Reserve Bank of New Zealand (RBNZ)
The RBNZ has announced it will be consulting extensively over the remainder of this year, releasing a series of money and cash issues papers for feedback from August to November, saying:
The first consultation will introduce and seek feedback on the broad concepts of money and cash stewardship, and outline specific topics to be covered in the rest of the series. Subsequent papers will look at the potential for a Central Bank Digital Currency (CBDC) to work alongside cash as government-backed money, issues arising from new electronic money forms including crypto assets (such as BitCoin) and stable coins (such as proposed by a Facebook-led consortium), and how the cash system might need to change to continue to meet the needs of its users.
Implications for Australia
The above provides the RBA with a clear signal that CBDCs are only going to increase in prominence and, if the RBA report follows the trends in other countries, we would expect to see the RBA take a positive stance towards an eventual Australian CBDC. However we expect the RBA will remain focused on the wholesale CBDC space given the nature of the RBA itself. Nevertheless,the more countries that undertake successful trials of CBDCs, the more likely Australia is to join that club and start considering where CBDC advantages take payments beyond our current framework. Those countries still on the fence about CBDC may need play catch-up very quickly, including considering regulatory changes needed to support a CBDC.
The Basel Committee on Banking Supervision of the Bank of International Settlements (BIS) recently released a Consultative Document on the Prudential treatment of crypto asset exposures. This Consultative Document sets out proposed capital requirements for banks holding crypto assets on their balance sheets (i.e. not in custody but as part of fractional reserve banking).
The proposal splits crypto assets into two kinds, Group 1 and Group 2.
Group 1 crypto assets are tokenised traditional assets and crypto assets with effective stabilisation mechanism (i.e. stablecoins).
Group 2 crypto assets include all other crypto assets that are not Group 1 crypto assets, and would include, for example, cryptocurrencies without an issuer, such as Bitcoin.
We agree with the views of Caitlin Long in her recent Forbes article that:
The proposal treats stablecoins prudently, rightly suggesting they can more or less fit into the existing Basel framework.
We also agree with Long’s position that the proposed treatment of Group 2 crypto assets is not appropriate.

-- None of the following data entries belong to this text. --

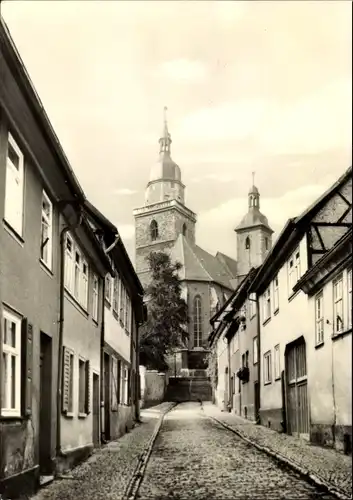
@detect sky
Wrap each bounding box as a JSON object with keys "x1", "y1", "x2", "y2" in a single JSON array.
[{"x1": 1, "y1": 0, "x2": 352, "y2": 262}]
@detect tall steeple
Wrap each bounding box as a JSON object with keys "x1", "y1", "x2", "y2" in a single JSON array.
[{"x1": 159, "y1": 106, "x2": 172, "y2": 155}]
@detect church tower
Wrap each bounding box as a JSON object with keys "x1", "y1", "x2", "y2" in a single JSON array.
[
  {"x1": 133, "y1": 108, "x2": 196, "y2": 286},
  {"x1": 235, "y1": 173, "x2": 273, "y2": 280}
]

Banks should not be holding risk-based capital as BIS propose. Activities undertaken by the banks should be ring-fenced and not integrated with its other assets.
If a bank holds $1 million of Bitcoin, that should be the subject of custody, in the same way if the bank was holding a commodity or security over an asset. This is supported by the increasingly accepted view that Bitcoin and Bitcoin-like tokens are commodities and not money.
In its submission to the Senate Inquiry into Digital Currency in December 2014, ASIC stated:
ASIC… considers that digital currencies are not a currency or money for the purposes of the Corporations Act. Digital currencies such as bitcoins are more akin to a commodity.
In ASIC’s recent Consultation Paper 343: Crypto-assets as underlying assets for ETPs and other investment products, ASIC also describes crypto assets as having similar features to commodities.
Any submissions from APRA, other prudential regulators or prudentially regulated entities in response to the Consultative Document will be something to follow over the next few months. In the longer term, APRA may adopt prudential regulation of crypto assets held by banks in line with BIS guidance.